BIBLIOTRULLO ABY WARBURG. Una biblioteca di campagna fondata sul destino.

Giusto per ricordare che razza di persona fosse Aby Warburg: il padre possedeva una banca. Quando morì, Aby andò dal fratello Max, che al contrario di Aby aveva ereditato dal padre il senso degli affari, e gli disse: “Max, io ti cedo gratuitamente le mie quote dell’eredità a patto che tu mi compri tutti i libri che voglio fin quando muoio.” E il fratello disse: “Ti è dato di volta il cervello?” E Aby rispose: “Forse, non so. Lo vedremo alla fine.”
Fin da piccolino Aby era assetato di libri. Visto che a casa i soldi non mancavano, iniziò prestissimo a creare una sua piccola biblioteca. Siccome però la catalogazione classica lo infastidiva se ne inventò una tutta sua, e la chiamò “Principio del Buon Vicinato”: i libri erano disposti per materia e ordine alfabetico, ma in base alle affinità che ciascuno aveva con l’altro. Ad esempio, un trattato scientifico sulla luna poteva benissimo ritrovarsi tra una raccolta di Leopardi contenente il Canto alla Luna e un trattato sul femminile nella storia dell’arte.

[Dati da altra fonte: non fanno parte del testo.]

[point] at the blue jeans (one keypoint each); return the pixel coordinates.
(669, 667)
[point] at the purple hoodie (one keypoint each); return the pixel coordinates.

Con questo sistema, la biblioteca diventava viva: ogni visitatore vi entrava con il suo personale bagaglio di esperienze, aspettative, affetti, e la biblioteca rispondeva in modo irripetibile, come se ogni persona fosse una chiave rarissima capace di schiudere segreti che nessun altro avrebbe potuto schiudere.

Così è la piccola biblioteca dello Jazzo. I volumi, sono stati raccolti seguendo il principio del destino e dei rapporti affettivi, e sono stati disposti secondo la regola del buon vicinato, in modo tale che la si visiti non per trovare un libro, ma per FARSI TROVARE dai libri.